The Sora team claims their product is too powerful for ordinary people to use at the moment.

2024-05-14 10:41:40

New Video Generation Model “The Coronation of a New King,” Why Has Sora Become a Global Focus? Since 2023, multimodal video generation technology has made significant progress and breakthroughs, forming an accelerating trend of development. Particularly noteworthy is that by February 2024, OpenAI’s video generation model Sora has attracted widespread global attention. The name Sora

New Video Generation Model “The Coronation of a New King,” Why Has Sora Become a Global Focus?
Since 2023, multimodal video generation technology has made significant progress and breakthroughs, forming an accelerating trend of development. Particularly noteworthy is that by February 2024, OpenAI’s video generation model Sora has attracted widespread global attention. The name Sora is derived from the Japanese “そら”, symbolizing the vast expanse of the sky, representing its infinite creative potential.
Compared to its predecessors like Runway, Pika, VideoPoet, etc., Sora has clear advantages in terms of video generation effects and quality. Its outstanding performance has made it one of the most prominent models. Professionals say about Sora: “Sora’s debut came ahead of our expectations, OpenAI brought us a pleasant surprise ahead of schedule.”
Although Sora did not introduce a completely new theoretical framework, it has shown high comprehensive performance through the efficient integration of existing technologies. It is analyzed that the DiT structure adopted by Sora is based on the concept of the Diffusion Transformer from a paper presented at the recent ICCV 2023 conference in the field.
In terms of the specific technical methods for building the model, Sora adopted a different approach from previous models. Previous models were based on diffusion model technology, using hints added with Gaussian noise (prompts), and rendering frame by frame through a U-Net network. However, due to the lack of long-span temporal connections, videos could often only be generated for a few seconds and suffered from severe frame-jumping issues. In comparison, Sora uses a Transformer instead of U-Net to maintain the coherence of the video across the timeline and can adapt to different aspect ratios, generating longer and better-quality videos.
It is reported that Sora can now generate videos up to one minute long, and theoretically, it can produce even longer video content. However, doing so brings more uncertainties and requires significantly more computing resources. An industry expert pointed out: “It’s relatively simple to innovate from zero to one, but further improvements require a qualitative leap and the difficulty increases significantly.”

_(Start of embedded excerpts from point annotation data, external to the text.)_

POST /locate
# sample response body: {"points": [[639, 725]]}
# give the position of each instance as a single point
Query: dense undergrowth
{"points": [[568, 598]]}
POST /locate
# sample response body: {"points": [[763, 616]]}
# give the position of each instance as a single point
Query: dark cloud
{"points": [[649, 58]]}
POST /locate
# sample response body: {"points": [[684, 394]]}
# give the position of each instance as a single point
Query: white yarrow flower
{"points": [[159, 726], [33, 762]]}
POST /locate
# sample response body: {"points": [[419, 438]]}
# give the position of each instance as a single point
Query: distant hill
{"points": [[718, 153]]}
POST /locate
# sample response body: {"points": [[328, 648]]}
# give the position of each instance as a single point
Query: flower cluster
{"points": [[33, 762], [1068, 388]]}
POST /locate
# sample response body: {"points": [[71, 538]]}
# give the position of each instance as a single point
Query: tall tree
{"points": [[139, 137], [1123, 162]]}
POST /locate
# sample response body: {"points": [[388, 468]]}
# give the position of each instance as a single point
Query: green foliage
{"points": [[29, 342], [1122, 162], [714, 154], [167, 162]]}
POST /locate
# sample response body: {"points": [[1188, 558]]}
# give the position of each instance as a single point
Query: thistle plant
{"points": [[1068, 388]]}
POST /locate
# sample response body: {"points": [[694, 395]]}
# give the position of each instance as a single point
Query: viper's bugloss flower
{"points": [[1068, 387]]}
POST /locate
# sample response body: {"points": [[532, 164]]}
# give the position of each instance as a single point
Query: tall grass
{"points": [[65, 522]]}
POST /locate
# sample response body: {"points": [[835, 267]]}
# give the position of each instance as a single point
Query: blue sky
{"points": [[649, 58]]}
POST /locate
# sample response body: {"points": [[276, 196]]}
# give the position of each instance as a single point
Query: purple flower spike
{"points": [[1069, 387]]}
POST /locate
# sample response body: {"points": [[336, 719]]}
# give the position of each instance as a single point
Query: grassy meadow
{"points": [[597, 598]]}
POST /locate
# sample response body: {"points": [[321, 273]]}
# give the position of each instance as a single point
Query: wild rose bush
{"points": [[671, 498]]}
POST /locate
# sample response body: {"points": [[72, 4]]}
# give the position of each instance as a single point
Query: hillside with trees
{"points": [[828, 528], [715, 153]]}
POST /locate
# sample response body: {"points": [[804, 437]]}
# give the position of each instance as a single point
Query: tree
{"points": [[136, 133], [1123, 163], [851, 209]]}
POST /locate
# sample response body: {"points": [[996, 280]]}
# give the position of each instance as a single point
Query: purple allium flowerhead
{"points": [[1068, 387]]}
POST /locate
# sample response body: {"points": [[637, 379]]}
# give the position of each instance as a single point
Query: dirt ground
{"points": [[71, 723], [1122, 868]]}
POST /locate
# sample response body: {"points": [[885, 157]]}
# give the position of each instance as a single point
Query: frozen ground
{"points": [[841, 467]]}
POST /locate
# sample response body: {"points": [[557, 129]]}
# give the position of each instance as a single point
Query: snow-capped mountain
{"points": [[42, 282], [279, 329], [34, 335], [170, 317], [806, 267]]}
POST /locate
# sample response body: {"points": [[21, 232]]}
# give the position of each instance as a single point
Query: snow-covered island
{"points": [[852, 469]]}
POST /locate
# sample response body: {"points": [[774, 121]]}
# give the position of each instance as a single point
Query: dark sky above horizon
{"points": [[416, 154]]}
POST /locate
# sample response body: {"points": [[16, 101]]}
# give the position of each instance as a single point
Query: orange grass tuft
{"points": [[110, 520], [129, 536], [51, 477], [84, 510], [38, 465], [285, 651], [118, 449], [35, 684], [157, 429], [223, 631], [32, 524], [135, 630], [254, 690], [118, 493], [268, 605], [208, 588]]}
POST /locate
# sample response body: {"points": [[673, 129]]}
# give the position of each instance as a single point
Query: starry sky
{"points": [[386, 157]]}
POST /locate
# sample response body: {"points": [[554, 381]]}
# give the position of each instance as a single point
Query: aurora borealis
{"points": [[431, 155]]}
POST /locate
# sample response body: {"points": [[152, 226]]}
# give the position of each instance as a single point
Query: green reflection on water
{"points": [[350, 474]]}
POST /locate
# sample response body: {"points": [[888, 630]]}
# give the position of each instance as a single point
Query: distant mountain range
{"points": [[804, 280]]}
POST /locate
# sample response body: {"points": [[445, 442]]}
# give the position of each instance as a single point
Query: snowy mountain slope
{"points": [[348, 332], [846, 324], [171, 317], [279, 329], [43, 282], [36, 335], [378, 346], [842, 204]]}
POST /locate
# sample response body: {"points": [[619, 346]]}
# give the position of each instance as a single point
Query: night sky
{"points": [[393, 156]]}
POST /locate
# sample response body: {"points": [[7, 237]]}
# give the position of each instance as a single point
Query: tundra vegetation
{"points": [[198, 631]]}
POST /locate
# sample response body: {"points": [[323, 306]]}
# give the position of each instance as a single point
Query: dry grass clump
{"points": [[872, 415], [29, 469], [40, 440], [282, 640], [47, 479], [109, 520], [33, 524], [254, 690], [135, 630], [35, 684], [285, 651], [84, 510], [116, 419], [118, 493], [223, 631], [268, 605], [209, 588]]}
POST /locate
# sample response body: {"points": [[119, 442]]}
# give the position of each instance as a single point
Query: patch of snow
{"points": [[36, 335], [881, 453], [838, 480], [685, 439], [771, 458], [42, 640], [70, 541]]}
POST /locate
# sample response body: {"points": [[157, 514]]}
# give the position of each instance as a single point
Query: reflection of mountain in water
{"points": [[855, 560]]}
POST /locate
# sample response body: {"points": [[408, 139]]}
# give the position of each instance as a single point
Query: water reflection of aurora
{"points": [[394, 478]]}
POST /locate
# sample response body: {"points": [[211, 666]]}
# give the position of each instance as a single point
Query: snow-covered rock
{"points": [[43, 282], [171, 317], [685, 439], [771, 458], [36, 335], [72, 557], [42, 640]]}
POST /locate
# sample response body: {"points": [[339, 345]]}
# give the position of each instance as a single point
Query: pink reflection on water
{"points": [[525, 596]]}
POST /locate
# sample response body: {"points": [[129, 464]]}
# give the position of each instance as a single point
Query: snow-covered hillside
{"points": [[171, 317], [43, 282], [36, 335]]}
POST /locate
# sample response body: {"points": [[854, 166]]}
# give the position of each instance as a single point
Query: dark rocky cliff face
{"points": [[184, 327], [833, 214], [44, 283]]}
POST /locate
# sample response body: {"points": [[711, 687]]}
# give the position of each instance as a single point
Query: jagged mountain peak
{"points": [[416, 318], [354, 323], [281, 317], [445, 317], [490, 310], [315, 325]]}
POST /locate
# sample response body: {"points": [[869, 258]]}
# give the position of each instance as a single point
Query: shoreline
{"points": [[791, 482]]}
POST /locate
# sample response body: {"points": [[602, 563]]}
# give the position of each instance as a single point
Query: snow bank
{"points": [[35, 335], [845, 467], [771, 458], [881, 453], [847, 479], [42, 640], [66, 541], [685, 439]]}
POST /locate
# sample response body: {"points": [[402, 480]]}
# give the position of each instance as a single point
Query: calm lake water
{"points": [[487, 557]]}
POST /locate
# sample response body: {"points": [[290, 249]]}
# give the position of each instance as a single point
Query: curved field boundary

In the current field of video generation technology, maintaining consistency between characters and scenes is an important and challenging task. For example, in a generated continuous video sequence, the appearance features of the protagonist and the supporting characters, such as face shape, skin tone, eye size, and the position of moles should remain unchanged. However, models like Sora currently cannot guarantee that characters maintain complete consistency in every frame of the generated videos. There are also issues with scene consistency; different camera angles may introduce changes, and maintaining the continuity and authenticity of scenes is crucial. Solving these problems helps achieve effects close to what film companies expect.

Furthermore, there is a diversity of opinions within the industry regarding the specific implementation of the “world model” by Sora.OpenAI even claims that Sora’s extended video generation model will build a universal simulator for the physical world. However, this statement has not been accepted by all experts. For example, Turing Award winner Yann LeCun has suggested that Sora does not truly understand the physical world and remains skeptical of its attempts to implement a “world model.”

If Sora can show a higher level of understanding in processing video content—such as maintaining consistency in the plot and logic before and after supplementing a video segment—then it will make a significant leap in simulating the real world. This would mean that Sora understands the world not just visually but is able to deeply grasp video content, including physical laws and social norms. Just as in movies where the plot resonates throughout, if Sora can achieve a similar effect in video generation, it would indicate that it has developed a longer causal chain understanding, marking an important milestone in its evolution.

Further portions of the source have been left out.